Click to listen to commentary on the report from the Education Gadfly Show podcast |
Weary of studies that lump
charter schools together and treat them as a monolithic entity? This one,
conducted by top-notch researchers at Harvard’s Center for Education Policy Research and MIT takes a step in the right direction
by parsing effects for urban and nonurban charter schools in Massachusetts. The
report is a follow-up to two earlier evaluations that were limited to schools in Boston
and Lynn. Once again, analysts conduct both a lottery analysis (comparing
students accepted to oversubscribed charters with those who weren’t) and an
expanded observational study (comparing students in middle and high school
charters operating in the Bay State between 2002 and 2009, including the
undersubscribed schools, to those who attended traditional public schools).
Overall, the lottery analysis found that charter middle schools boost average
math scores but have little impact on average English language arts (ELA) scores.

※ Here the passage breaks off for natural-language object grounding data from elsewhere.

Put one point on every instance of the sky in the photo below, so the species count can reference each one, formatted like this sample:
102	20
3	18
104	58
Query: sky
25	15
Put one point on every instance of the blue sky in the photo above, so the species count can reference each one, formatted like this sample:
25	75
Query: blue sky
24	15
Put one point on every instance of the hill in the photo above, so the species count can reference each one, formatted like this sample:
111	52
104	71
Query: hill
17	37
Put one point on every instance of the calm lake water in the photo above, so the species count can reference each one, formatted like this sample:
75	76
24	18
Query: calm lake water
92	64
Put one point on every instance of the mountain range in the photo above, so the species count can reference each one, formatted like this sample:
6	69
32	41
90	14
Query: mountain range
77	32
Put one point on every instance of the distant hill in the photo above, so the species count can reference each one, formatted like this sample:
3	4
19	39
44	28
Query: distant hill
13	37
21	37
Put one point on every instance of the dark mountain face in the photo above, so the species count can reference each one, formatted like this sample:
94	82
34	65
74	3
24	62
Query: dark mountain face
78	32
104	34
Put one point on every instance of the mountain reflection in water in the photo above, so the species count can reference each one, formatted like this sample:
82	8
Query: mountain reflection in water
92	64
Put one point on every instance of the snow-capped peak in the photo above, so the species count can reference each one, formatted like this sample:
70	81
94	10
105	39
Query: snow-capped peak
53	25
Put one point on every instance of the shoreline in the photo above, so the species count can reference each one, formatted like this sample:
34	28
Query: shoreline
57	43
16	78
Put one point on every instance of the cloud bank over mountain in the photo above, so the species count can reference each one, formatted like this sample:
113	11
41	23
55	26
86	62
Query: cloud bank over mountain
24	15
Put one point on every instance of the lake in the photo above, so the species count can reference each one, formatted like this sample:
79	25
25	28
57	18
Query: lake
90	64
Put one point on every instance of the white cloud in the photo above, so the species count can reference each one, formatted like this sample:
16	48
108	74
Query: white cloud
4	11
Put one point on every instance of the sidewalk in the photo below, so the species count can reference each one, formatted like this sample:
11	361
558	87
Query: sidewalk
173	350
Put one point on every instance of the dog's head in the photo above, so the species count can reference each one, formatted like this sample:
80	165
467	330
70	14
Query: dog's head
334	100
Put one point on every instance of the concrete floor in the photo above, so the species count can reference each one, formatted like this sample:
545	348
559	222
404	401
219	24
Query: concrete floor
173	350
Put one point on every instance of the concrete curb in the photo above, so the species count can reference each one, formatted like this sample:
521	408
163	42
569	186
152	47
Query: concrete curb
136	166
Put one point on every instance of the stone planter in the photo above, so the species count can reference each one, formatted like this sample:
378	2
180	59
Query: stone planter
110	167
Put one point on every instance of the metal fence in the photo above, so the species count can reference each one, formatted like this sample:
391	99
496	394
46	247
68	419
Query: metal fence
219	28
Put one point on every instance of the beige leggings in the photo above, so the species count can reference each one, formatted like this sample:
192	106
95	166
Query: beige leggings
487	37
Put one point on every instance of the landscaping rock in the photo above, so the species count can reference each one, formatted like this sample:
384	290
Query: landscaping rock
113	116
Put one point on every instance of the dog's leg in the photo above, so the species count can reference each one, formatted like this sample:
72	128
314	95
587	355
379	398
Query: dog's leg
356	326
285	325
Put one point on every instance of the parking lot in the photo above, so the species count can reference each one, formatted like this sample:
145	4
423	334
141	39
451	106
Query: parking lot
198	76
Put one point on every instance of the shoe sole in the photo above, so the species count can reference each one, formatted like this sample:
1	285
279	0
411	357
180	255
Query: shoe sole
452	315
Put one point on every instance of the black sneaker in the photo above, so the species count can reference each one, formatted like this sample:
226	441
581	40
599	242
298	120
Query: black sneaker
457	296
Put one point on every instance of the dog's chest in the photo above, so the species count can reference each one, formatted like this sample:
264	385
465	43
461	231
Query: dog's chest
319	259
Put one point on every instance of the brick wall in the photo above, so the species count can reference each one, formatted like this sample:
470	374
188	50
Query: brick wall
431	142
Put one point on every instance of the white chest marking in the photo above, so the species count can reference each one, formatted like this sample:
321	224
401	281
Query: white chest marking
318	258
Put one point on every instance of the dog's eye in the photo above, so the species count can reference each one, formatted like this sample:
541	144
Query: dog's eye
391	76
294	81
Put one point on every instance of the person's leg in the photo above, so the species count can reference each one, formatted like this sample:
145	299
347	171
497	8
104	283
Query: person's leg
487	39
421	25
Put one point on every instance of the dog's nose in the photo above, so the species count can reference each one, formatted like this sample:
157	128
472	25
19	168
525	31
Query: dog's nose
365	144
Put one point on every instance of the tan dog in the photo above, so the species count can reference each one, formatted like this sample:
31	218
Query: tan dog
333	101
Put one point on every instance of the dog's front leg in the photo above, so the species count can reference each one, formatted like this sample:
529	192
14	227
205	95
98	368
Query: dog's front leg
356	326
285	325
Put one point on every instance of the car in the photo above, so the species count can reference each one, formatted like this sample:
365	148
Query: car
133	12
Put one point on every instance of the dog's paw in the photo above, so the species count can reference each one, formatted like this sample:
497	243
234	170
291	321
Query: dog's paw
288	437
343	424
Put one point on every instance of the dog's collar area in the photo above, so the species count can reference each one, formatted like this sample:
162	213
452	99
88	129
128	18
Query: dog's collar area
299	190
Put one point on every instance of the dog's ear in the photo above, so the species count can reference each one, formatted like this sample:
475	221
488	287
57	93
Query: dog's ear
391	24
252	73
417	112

But when the data were disaggregated by school type, researchers found that urban
charter middle schools show significant positive effects on ELA and math
scores. Nonurban middle schools have the opposite impact: zero to negative
effect on a student’s ELA and math state test scores. In fact, while urban
charter schools do especially well with minority and low-income students and
moderately well for white students, nonurban middle schools fail to show gains
for any demographic subgroup, and even post some negative effects for
white students. Delving further, the authors survey school administrators, the
results showing that the successful urban charter schools tend to have longer
days, spend about twice as much time on language and math instruction as
nonurban schools, are more likely to ask parents and
students to sign contracts, and identify with the “no excuses” view on education. The differences in
achievement between the two types of charters, then, should come as little surprise.
Joshua D. Angrist, Sarah R. Cohodes, Susan M. Dynarski, Jon B. Fullerton, Thomas J. Kane, Parag A. Pathak, and Christopher R. Walters, “Student Achievement in Massachusetts’ Charter Schools,” (Cambridge, MA: Center for Education Policy Research at Harvard University, January 2011).